4th President of Ateneo de Davao University
- In office June 1, 2011 – September 14, 2023
- Preceded by: Antonio Samson
- Succeeded by: Karel San Juan

2nd President of Ateneo de Naga University
- In office August 28, 1999 – May 10, 2011
- Preceded by: Raul Bonoan
- Succeeded by: Primitivo Viray Jr.

Personal life
- Born: September 26, 1947 (age 78) Manila, Philippines
- Education: Ateneo de Manila University Leopold-Franzens University

Religious life
- Religion: Christianity
- Denomination: Roman Catholic
- Order: Society of Jesus
- Website: taborasj.wordpress.com

= Joel Tabora =

Filipino priest (born 1947)

Joel Eduque Tabora, is a Filipino Jesuit priest and was the fourth president of Ateneo de Davao University from 2011 to 2023. He served as the president of PAASCU from 2012 to 2021. He also served as the second president of Ateneo de Naga University from 1999 to 2011. He is currently taking his sabbatical leave in Malaybalay, Bukidnon, Philippines.
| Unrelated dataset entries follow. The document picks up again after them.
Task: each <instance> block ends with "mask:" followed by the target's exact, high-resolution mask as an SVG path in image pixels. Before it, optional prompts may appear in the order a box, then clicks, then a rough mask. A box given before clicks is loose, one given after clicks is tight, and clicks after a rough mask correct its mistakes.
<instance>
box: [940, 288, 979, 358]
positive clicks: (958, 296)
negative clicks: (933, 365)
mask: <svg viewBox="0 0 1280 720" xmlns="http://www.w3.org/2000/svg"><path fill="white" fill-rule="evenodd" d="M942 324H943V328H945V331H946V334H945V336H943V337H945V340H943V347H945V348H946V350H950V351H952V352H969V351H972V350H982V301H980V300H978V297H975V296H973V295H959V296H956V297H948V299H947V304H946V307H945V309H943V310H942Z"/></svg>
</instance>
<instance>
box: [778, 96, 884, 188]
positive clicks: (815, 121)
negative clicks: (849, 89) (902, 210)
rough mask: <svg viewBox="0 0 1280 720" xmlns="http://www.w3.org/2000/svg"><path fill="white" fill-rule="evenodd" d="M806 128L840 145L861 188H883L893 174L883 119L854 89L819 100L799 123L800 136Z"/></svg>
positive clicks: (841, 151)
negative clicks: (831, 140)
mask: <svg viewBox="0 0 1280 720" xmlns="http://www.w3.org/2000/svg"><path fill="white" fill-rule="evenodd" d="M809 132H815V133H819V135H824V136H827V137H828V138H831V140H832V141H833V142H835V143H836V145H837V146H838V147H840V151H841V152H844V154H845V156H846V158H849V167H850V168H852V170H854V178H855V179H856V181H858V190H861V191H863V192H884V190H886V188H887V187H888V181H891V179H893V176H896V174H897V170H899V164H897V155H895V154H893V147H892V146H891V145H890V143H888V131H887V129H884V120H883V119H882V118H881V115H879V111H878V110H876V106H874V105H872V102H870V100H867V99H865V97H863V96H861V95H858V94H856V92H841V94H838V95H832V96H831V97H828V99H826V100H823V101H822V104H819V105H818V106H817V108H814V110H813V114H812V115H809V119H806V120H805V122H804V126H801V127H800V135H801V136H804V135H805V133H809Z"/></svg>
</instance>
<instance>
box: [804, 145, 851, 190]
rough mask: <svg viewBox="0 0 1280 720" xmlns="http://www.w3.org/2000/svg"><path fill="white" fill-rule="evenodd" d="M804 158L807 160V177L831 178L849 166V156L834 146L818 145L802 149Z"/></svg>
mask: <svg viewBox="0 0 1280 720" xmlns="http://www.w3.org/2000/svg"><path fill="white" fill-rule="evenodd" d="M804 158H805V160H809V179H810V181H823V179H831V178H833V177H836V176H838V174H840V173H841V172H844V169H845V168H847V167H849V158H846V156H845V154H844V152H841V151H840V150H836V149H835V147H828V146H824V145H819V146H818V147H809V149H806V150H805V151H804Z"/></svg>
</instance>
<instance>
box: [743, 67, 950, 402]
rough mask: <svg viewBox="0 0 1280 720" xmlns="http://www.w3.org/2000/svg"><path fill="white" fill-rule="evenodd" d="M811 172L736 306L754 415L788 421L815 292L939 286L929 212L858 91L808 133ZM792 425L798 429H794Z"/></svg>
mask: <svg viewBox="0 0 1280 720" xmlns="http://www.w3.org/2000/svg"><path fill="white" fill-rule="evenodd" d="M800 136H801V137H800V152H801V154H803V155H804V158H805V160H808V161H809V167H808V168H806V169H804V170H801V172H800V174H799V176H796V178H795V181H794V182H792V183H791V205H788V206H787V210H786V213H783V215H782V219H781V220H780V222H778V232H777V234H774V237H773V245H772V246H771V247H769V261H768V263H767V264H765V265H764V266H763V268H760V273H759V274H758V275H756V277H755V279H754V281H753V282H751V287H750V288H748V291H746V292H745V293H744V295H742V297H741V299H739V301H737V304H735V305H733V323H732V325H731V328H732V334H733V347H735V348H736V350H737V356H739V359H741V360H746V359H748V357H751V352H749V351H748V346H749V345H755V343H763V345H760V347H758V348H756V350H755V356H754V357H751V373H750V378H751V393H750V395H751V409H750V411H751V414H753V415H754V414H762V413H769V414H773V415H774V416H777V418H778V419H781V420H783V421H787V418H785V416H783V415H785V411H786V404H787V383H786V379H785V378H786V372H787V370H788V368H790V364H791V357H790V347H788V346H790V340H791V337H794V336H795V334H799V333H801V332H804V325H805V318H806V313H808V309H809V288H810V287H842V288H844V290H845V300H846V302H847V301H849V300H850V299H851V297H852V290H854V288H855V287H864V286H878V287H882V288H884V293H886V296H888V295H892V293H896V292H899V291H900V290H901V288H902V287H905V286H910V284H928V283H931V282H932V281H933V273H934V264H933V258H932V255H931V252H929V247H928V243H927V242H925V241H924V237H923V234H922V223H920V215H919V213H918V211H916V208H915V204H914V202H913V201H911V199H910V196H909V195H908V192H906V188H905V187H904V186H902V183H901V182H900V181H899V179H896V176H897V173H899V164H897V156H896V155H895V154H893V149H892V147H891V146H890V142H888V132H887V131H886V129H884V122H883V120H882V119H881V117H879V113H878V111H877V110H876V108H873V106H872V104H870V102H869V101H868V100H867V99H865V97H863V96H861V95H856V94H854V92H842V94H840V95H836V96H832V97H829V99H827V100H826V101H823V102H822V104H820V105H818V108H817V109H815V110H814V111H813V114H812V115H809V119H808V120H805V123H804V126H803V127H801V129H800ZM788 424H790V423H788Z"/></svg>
== Early life and education ==
Tabora was born on September 26, 1947, in Manila, Philippines. In 1960, he spent his elementary education at the St. Agnes Parish School in San Francisco, California, where his father was serving in the foreign service. After his return to the Philippines, he enrolled at the Ateneo de Manila University in his high school years. He obtained his Master of Arts degree in Philosophy from Ateneo de Manila University and completed his doctoral studies in Philosophy at Leopold-Franzens University in Innsbruck, Austria. His doctoral research predominantly centers on the works of Karl Marx.

== Early career ==
He was an instructor at the Ateneo de Manila University, a rector of the San Jose Seminary from 1989 to 1995, and became president of the Loyola School of Theology in Ateneo de Manila University from 1994 to 1999.

== Activity ==

He serves as a trustee at Xavier University (Cagayan de Oro City), Ateneo de Zamboanga University, Catholic Ministry for Deaf People, Philippine Jesuit Foundation, Catholic Educational Association of the Philippines (CEAP) and Davao Association of Catholic Schools (DACS-CEAP XI). He is also the president of the Association of Jesuit Colleges and Universities in Asia Pacific (AJCU-AP).

=== Views on Reproductive Health Bill ===
As the advocacy chair of the Catholic Education Association of the Philippine, Tabora supports bishops in opposing any law that includes provisions for "abortifacient" birth regulation, which forces Catholics "to act against his or her conscience" and "usurps" parents the right to educate their children on sexuality, but not everyone in there is Catholic in a "Plural" society people should have to come together and understand what is the demand of common good. Tabora points out that reproductive health should be a product of negotiation and open communication with one another.